A recent article on the ever-popular (since 1897) Grape-Nuts started me down this path of goodwill and nostalgia. Ever since I’ve known her, which is a good long while now, my mom has been a rabid fan of that Post Company product. She, however, rarely indulged her passion for her favorite treat at breakfast time. No, Mom usually enjoyed her bowl of goodness in the evening. While Dad and my siblings and I craved the usual ice cream or cookie or anything chocolate at night, Mom was always quite content to pour herself a bowl of Grape Nuts.
One of her favorite TV shows was Dean Martin’s weekly variety hour. It came on at 10:00 on Thursday nights. Mom was often putting someone to bed around that time or mending something in her sewing enclave upstairs. So, it was my duty to call out from below around 9:55, “Mom, Dean’s about on.” She’d always make it down the steps with sufficient time to grab the box of Grape Nuts, a bowl, a spoon, and the carton of milk before settling in to enjoy Dean and his guests while crunching on her favorite treat.
For breakfast, I’m pretty sure she had Shredded Wheat, but I was way too busy enjoying my Sugar Pops to be certain. In those days, Kellogg’s and other manufacturers made no attempt to hide the fact that they were hyping kids up on refined sugar. I always thought the best part of the cereal experience was slurping down the milk after all the product was gone. Little did I know that I was basically ingesting straight sugar. (In my case, 15 grams. Two bowls of Sugar Pops, eaten out of my official yellow Sugar Pops Pete plastic cowboy hat, put me over the daily recommended amount by 8:00 AM.)
Mom must have known that, but since Sugar Pops was the only breakfast food she could get me to eat, I think she was content that I had enough energy to walk to school every day (uphill . . . both ways . . . in the snow).
Memories of Mom’s cereal preference and mine made me wonder what others might remember as regular breakfast fare, either on a school morning or on Saturdays watching cartoons. It was hard to avoid the sugar. My family members fondly recall Sugar Frosted Flakes, Cocoa Krispies, Froot Loops, Cap’n Crunch, Reese’s, and Cinnamon Toast Crunch.
Also in the supermarket aisle were Sugar Smacks, Sugar Stars, Super Sugar Crisp (are you seeing a pattern here?), Trix, Kix, Frosted Rice, and Rice Krispies, among others. Of course, Cheerios were there too, but they were an outlier.

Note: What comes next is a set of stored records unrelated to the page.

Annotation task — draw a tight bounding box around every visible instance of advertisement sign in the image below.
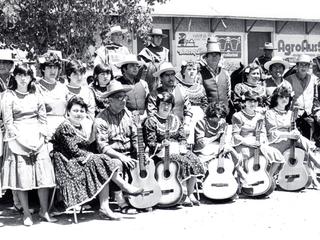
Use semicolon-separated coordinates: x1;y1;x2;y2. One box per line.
176;32;243;71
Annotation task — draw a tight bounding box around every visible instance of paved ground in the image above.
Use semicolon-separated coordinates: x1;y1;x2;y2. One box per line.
0;189;320;240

If my research is correct, the cereal companies used to (and maybe still do) spray the flakes or other tempting morsels with finely powdered vitamins while the product is still a bit moist. So, they could advertise to moms that the bowls of sugar they were giving their kids were fortified with all these great supplements, thus making it okay to scarf it down daily.
I guess that was better than the bacon one of my best friends had every day. I could smell it frying as I approached his door to pick him up on the way to school in the morning. On the opposite end of the scale, there is one member of our family who less-than-fondly remembers some organic cereal and bran that “scraped the roof of your mouth as you chewed.” That was definitely the exception to the rule.
How about you? Were you part of the sugar club growing up? Did Tony the Tiger grace your table? Did the fact that the ingredients list at least mentioned wheat or oats make everything okay? The cereal names themselves can be a tad bit misleading. Even for the good stuff. Apparently, there’s never been any grapes nor nuts involved in the making of Grape-Nuts. Wheat, barley, salt, and yeast somehow become crunchy morsels with a nutty texture.
Mom is happy to help celebrate Grape Nuts’ 125th anniversary. And I have it on good authority that at least a couple of my sisters now also eat Grape Nuts. Alas, I haven’t had Sugar Pops in years (although I still have the yellow plastic cowboy hat). What was your childhood breakfast fare?
Think fast because, unfortunately, it’s time to return to the real world. But thanks for letting me go down memory lane with you. (Please pass the milk before you go.)